Here's what Gary Peck and Lynn Warne of the NSEA wrote in a recent op-ed.
Success can be measured different ways. For many, it involves wealth, prosperity or power. For Nevada's educators, it means something entirely different.Peck and Warne are clear - teachers care about kids, not money or perks.
For these educators, success in schools is about more than test scores. It's about values and hard work. It's about the expression on a child's face when she finally grasps the concept of a basic equation, the enthusiasm in a roomful of kids eager to be called on to answer a question, and the tearful goodbye from an accomplished student at the end of another academic year.
Nevada educators experience success - and disappointment - every workday, because they care about kids, not money or perks. Somehow this gets lost in education policy debates, where the voices of front-line experts aren't heard. [Emphasis added]
Someone alert the CCEA!
Right now the CCEA is bargaining with the Clark County School District and pushing for a proposal that would force CCSD to lay off 500 teachers, in order to give remaining teachers a raise.
So which is it?
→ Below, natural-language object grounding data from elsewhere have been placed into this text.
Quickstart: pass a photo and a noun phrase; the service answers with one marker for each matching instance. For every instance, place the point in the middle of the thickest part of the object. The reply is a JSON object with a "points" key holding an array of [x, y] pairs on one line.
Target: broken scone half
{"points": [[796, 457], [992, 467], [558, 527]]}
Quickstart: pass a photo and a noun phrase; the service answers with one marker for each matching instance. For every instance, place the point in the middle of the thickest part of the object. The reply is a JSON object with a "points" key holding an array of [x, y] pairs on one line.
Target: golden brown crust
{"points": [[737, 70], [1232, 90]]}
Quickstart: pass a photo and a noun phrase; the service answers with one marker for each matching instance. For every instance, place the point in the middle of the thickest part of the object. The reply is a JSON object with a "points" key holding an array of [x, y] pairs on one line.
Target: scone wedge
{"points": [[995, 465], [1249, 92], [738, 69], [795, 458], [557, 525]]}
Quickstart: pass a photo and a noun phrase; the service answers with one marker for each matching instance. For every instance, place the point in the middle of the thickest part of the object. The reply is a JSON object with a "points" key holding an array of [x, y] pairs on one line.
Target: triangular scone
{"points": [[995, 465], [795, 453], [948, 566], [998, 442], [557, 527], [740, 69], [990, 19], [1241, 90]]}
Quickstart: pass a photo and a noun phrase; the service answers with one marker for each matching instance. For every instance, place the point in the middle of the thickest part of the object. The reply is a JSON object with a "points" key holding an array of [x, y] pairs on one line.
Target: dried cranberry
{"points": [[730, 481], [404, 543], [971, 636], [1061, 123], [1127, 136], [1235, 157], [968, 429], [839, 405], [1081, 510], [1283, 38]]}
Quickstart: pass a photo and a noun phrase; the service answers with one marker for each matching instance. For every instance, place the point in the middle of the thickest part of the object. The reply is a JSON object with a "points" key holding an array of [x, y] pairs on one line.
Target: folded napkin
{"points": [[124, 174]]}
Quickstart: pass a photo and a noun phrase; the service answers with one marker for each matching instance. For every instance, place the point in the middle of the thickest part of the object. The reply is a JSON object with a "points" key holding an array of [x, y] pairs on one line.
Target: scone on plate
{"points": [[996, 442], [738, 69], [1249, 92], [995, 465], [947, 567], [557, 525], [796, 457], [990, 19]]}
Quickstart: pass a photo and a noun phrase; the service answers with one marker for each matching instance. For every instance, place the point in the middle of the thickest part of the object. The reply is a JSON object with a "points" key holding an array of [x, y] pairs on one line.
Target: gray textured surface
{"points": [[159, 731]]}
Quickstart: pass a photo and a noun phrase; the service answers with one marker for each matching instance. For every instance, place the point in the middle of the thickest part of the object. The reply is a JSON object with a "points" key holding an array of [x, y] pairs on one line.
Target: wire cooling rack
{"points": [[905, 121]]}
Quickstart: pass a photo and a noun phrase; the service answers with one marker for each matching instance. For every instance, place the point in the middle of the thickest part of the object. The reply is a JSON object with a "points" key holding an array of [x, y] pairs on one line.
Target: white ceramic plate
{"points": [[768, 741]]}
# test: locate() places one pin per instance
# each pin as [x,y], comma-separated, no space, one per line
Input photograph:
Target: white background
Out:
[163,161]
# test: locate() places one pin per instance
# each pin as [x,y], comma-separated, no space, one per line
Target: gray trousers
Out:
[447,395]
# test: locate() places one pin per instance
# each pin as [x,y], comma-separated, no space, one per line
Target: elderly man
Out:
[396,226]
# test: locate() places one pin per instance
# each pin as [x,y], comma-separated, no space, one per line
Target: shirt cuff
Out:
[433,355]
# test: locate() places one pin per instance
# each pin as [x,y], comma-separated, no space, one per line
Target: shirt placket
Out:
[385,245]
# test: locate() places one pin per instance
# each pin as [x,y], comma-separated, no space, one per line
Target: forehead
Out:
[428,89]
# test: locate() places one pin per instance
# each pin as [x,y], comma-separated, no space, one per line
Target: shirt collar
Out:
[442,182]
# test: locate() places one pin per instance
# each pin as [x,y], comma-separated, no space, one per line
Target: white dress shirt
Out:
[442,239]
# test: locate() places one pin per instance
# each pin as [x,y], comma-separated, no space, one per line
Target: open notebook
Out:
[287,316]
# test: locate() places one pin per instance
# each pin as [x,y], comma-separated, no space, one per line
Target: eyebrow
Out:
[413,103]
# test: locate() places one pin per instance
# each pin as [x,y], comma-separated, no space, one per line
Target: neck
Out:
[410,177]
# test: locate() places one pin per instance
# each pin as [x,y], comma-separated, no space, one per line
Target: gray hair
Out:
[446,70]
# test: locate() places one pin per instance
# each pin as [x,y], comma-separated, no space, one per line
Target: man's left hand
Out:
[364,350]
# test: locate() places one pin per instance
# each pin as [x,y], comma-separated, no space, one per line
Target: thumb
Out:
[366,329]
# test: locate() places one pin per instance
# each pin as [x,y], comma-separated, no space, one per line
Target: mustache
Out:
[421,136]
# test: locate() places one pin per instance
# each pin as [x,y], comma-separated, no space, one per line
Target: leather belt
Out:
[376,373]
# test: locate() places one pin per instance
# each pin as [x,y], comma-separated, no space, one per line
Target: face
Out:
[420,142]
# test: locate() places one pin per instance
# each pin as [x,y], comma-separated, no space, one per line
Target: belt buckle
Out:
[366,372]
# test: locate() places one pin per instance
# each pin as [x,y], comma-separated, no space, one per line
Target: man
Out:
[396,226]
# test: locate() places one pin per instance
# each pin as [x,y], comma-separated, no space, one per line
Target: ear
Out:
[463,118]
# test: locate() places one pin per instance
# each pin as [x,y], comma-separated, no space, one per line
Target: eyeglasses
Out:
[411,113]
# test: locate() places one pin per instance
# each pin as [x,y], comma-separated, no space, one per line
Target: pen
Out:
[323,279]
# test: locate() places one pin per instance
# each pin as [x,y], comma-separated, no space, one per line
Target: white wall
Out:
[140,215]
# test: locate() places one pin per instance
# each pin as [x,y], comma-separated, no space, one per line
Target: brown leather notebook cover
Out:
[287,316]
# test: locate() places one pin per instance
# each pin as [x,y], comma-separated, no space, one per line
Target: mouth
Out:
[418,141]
Is the CCEA not representing the interests of teachers or do teachers care about money and perks, despite the claim made by Peck and Warne? Or both?
I should point out that there isn't anything inherently wrong with caring about your salary or perks. I love how Peck and Warne make it seem like caring about their salary is beneath the dignity of teachers in a column where they spend most of their words shilling for more spending on education - and therefore educators.
The major problem with teacher salaries isn't that teachers are paid too much or too little. It's that there's little to no relation between how good of a teacher you are and how much you get paid.
Most everyone can agree that great teachers need to be paid more and poor teachers should be paid less (or encouraged to find other work), but the union insists on paying teachers for length of service and advanced degrees, neither of which have significant impacts on teacher quality.
Once again, union rhetoric doesn't match union actions.